Nach diesem glanzvollen Startschuss reihte sich in den darauffolgenden drei Wochen ein Höhepunkt an den nächsten. Khatia Buniatishvili gab einen gefeierten Klavierabend, das Ensemble Il Caravaggio und Leiterin Camille Delaforge machten bei ihrem Musikfest-Debüt mit Mozarts selten gespieltem geistlichen Singspiel „Die Schuldigkeit des ersten Gebots“ bekannt, wohingegen Teodor Currentzis bei der Musikfest-Premiere seines Utopia Orchestra mit Schostakowitsch und Mahler begeisterte. Auch die beiden Bremer Orchester konnten markante Duftmarken setzen. Die Deutsche Kammerphilharmonie Bremen und eine hochkarätige Gesangsbesetzung sorgten unter der Leitung von Tarmo Peltokoski mit der überzeugenden halbszenischen Einrichtung der „Zauberflöte“ in der Regie von Romain Gilbert für Standing Ovations. Die Bremer Philharmoniker und ihr GMD Marko Letonja wiederum waren der Sopranistin Camilla Nylund engagierte Partner bei ihren fulminanten Schlussgesängen von Brünnhilde und Salome. Nicht weniger gefeiert waren die Auftritte der kontinuierlich beim Musikfest eingeladenen „Independent“-Ensembles wie das Aurora Orchestra, das Chamber Orchestra of Europe oder das Mahler Chamber Orchestra. Eine fesselnde Darbietung ganz anderer Art boten die diesjährigen Musikfest-Preisträger, Hervé Niquet und sein Vokal- und Instrumentalensemble Le Concert Spirituel: Ausgehend von Alessandro Striggios „Missa sopra Ecco sì beato giorno“ für fünf achtstimmige Chöre rekonstruierten sie einen pompösen Florentiner Festgottesdienst von spektakulärem Ausmaß, der im majestätischen Ambiente des St. Petri Doms zu einem betörend tönenden universalen Klangerlebnis wurde. Daneben erwies sich die Entscheidung, die Programme mit musikalischen Grenzüberschreitungen und unkonventionellen Brückenschlägen erneut gezielt in der Glocke und im Rathaus zu zeigen, als richtig. Die Konzerte von Dhafer Youssef & Quartett, Francesco Tristano, Kandace Springs & WDR Big Band sowie von Richard Galliano und seinem Trio zogen deutlich mehr Publikum an als die „Surprise“-Konzerte in der Überseestadt in den Vorjahren. Auch der erstmals initiierte Musikfest-Club, bei dem sich Francesco Tristano nach seinem Glocke-Konzert im Canova als DJ präsentierte, stieß bei ausverkauftem Haus auf große Begeisterung.

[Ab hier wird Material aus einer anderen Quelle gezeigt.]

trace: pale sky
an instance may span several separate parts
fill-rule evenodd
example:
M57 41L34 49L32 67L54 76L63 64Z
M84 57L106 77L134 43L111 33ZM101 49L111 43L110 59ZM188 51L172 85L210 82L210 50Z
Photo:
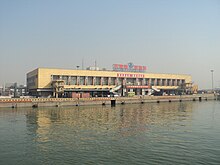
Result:
M146 65L220 87L220 0L0 0L0 85L38 68Z

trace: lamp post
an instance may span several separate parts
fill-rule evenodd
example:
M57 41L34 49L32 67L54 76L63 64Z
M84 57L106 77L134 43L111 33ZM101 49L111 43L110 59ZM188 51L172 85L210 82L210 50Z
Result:
M212 73L212 92L214 93L214 84L213 84L213 77L214 77L214 70L211 70Z

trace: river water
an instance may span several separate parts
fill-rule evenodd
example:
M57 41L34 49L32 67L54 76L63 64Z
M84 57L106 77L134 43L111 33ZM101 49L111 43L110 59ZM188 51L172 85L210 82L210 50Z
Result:
M220 101L0 109L0 164L220 164Z

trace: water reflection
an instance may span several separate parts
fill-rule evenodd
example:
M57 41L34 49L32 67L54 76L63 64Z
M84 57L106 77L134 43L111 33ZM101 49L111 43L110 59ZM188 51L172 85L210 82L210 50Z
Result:
M124 137L150 131L152 126L190 120L192 106L192 102L182 102L38 109L28 111L27 128L39 142L71 133L75 135L71 138L78 138L79 132L88 134L86 138L109 133Z
M219 107L172 102L0 110L0 164L219 164Z

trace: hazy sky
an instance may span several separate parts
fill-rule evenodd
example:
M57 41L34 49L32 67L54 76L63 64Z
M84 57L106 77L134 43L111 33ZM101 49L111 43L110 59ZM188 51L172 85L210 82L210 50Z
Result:
M38 67L113 63L220 86L220 0L0 0L0 84Z

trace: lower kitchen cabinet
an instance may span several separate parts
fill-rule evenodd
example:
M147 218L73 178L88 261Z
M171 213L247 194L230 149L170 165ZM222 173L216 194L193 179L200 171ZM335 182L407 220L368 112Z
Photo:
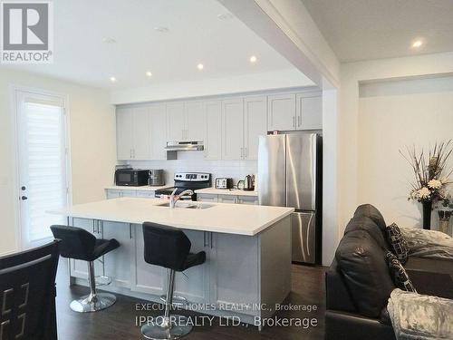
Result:
M255 315L258 296L258 238L212 233L209 245L210 303Z

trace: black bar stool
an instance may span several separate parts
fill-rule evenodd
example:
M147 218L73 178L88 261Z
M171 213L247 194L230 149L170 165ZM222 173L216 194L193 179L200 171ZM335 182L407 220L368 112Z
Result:
M190 253L192 244L184 232L156 223L143 223L143 239L145 262L168 268L169 275L165 314L156 318L155 322L144 325L141 327L141 335L147 339L178 339L189 334L192 325L188 323L186 316L169 316L173 302L175 272L202 265L206 261L206 253Z
M97 293L94 279L93 261L102 255L116 249L120 243L115 238L100 239L85 229L68 226L52 226L53 237L61 240L60 255L63 257L88 262L88 283L90 294L73 300L70 307L74 312L97 312L110 307L116 302L116 296L109 293Z

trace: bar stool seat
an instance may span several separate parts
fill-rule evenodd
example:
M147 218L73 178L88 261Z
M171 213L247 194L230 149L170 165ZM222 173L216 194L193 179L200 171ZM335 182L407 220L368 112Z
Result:
M115 239L100 239L82 228L52 226L56 239L60 239L60 255L63 257L80 259L88 263L88 283L90 294L73 300L70 307L74 312L97 312L116 302L110 293L97 293L94 277L94 260L116 249L120 243Z
M206 261L206 253L190 253L191 243L182 230L156 223L143 223L145 262L169 269L169 286L165 314L156 321L144 325L141 335L147 339L178 339L192 330L191 323L183 316L170 316L173 302L175 272L184 271Z

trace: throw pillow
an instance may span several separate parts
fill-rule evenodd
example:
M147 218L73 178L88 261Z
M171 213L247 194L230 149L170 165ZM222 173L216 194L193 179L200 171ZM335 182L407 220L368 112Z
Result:
M385 253L385 260L389 266L390 277L395 286L402 290L417 293L412 281L410 281L406 269L404 269L398 257L390 251L387 251Z
M390 250L397 256L400 262L405 264L408 260L409 247L401 235L400 228L398 228L396 223L392 223L385 228L385 232Z

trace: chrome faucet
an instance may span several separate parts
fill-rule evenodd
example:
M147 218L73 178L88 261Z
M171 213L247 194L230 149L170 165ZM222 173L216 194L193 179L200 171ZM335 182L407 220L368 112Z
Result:
M175 208L176 202L178 202L184 195L193 195L194 192L190 189L187 189L182 191L179 195L175 195L176 191L178 190L178 188L175 188L173 192L170 195L170 200L169 200L169 207L170 208Z

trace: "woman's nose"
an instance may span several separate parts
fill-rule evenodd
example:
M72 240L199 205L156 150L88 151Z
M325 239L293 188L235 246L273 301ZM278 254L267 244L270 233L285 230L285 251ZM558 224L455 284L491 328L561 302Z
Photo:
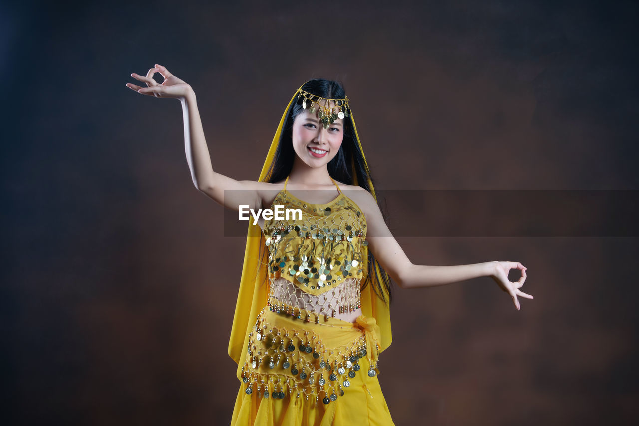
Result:
M320 128L318 129L318 135L315 138L318 141L318 143L324 143L327 141L327 132L323 126L320 126Z

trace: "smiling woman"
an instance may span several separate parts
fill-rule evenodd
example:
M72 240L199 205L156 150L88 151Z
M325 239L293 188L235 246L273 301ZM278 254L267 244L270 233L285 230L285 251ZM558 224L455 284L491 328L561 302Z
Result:
M161 85L151 78L156 72ZM377 377L392 340L391 278L412 287L488 276L518 309L518 296L532 298L520 290L526 268L518 262L410 262L378 206L339 82L316 79L298 89L259 179L237 181L213 171L190 86L160 65L146 77L132 75L149 86L127 85L137 92L181 102L187 160L201 191L240 212L282 206L301 213L248 218L228 346L240 381L232 424L394 424ZM518 282L508 280L511 269L521 271Z

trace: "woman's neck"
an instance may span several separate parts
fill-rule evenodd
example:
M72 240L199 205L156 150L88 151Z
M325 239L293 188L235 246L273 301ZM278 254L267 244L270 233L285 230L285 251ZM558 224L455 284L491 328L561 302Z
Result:
M315 169L308 167L305 164L300 165L296 162L288 176L289 181L309 186L334 185L327 166Z

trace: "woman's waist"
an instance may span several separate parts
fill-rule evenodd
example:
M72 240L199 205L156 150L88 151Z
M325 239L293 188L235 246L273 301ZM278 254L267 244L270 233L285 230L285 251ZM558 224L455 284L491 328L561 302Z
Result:
M290 307L313 315L353 323L362 314L360 285L358 278L347 278L339 285L315 295L283 278L272 278L269 300L273 305L279 306L281 310Z

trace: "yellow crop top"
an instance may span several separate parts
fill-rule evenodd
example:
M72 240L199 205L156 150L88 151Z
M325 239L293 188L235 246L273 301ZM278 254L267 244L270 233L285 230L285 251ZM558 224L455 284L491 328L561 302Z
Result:
M339 195L325 204L307 202L284 188L273 200L285 208L299 208L302 220L270 219L264 234L268 247L268 276L272 282L283 278L302 292L325 293L346 278L359 282L364 275L362 246L366 238L366 218L353 200Z

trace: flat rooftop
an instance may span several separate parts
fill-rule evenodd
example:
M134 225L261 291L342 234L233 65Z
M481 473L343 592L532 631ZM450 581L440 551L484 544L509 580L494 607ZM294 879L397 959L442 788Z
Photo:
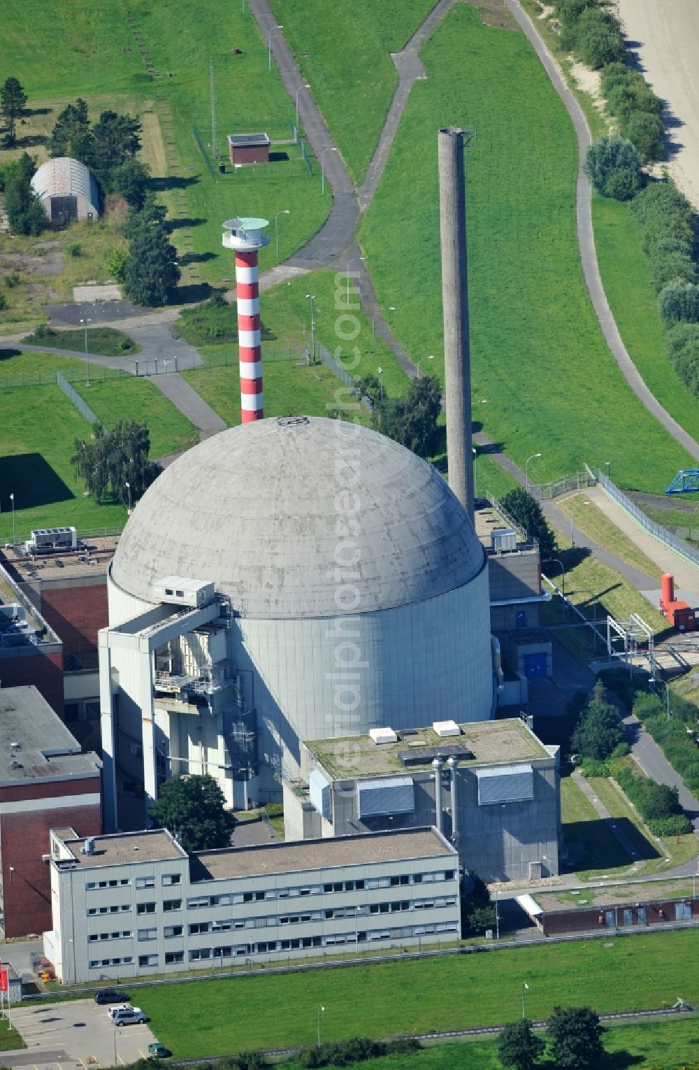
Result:
M19 548L5 547L0 551L0 562L13 580L18 583L45 582L47 580L82 579L87 576L104 576L114 555L118 535L103 538L83 539L84 547L69 552L50 553L31 557L19 553Z
M35 687L0 688L0 784L96 777L100 768Z
M260 144L269 144L266 134L229 134L228 140L234 149L252 149Z
M192 856L191 880L218 881L226 877L266 876L297 873L403 858L437 858L456 853L434 828L410 831L364 832L327 840L269 843L230 851L203 851Z
M622 903L657 903L667 899L692 899L694 897L692 875L668 877L655 881L633 881L631 884L606 884L602 887L552 888L530 891L529 895L545 913L557 911L592 910L597 906L615 906Z
M91 855L81 854L86 838L63 840L82 869L97 866L121 866L124 862L171 861L187 857L187 852L165 828L144 832L116 832L113 836L95 836Z
M518 717L502 721L473 721L460 724L459 736L444 739L429 729L398 730L398 743L375 744L368 735L341 739L313 739L304 746L331 777L370 777L390 774L410 774L429 769L430 756L424 763L404 765L400 751L420 747L436 748L448 756L454 748L467 748L472 758L459 758L460 765L494 765L500 762L522 762L527 759L548 758L548 751Z
M512 524L504 519L494 505L481 505L480 508L475 510L473 526L476 528L476 534L486 550L492 549L491 536L494 531L512 531ZM517 549L519 551L532 550L531 545L525 542L522 538L521 532L517 532ZM510 552L514 553L514 551Z

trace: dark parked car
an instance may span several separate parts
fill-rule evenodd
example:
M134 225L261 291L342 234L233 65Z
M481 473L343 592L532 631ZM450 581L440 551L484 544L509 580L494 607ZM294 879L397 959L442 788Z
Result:
M116 992L115 989L97 989L95 992L95 1003L99 1005L110 1003L125 1003L128 996L125 992Z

Dem standen die Konzerte im gesamten Nordwesten in Nichts nach. Stellvertretend hierfür seien das Arctic Philharmonic Orchestra, Eldbjørg Hemsing und Nicolò Foron in der Stadthalle Papenburg, der Klavierabend von Lucas Debargue auf Schloss Gödens, das Gastspiel des Boston Early Music Festival im Oldenburgischen Staatstheater, Sängerin Somi & Band in den Hapag-Hallen Cuxhaven und das Orchestre des Champs-Elysées & Collegium Vocale Gent unter Philippe Herreweghe in St. Vitus in Löningen genannt. Eine weitere wichtige Säule des Musikfest Bremen war erneut die Nachwuchsförderung. Neben einem Konzert des Internationalen Jugendsinfonieorchesters Bremen zu seiner 25. Auflage wurden drei Musikfest Bremen-Ateliers durchgeführt: „Katharinas Hofmusik“ in Jever, „Wege zu Bach“ in Ganderkesee und „Feldeinsamkeit“ in der Burg zu Hagen. Sie fanden bewährt vor Ort als mehrtägige Workshops für junge Musiker*innen aus der ganzen Welt unter der Leitung von renommierten Dozent*innen-Teams statt und boten beeindruckende Ergebnisse in den jeweiligen Atelier-Abschlusskonzerten.

Der Termin für das 37. Musikfest Bremen zum Vormerken: 15. August bis 5. September 2026.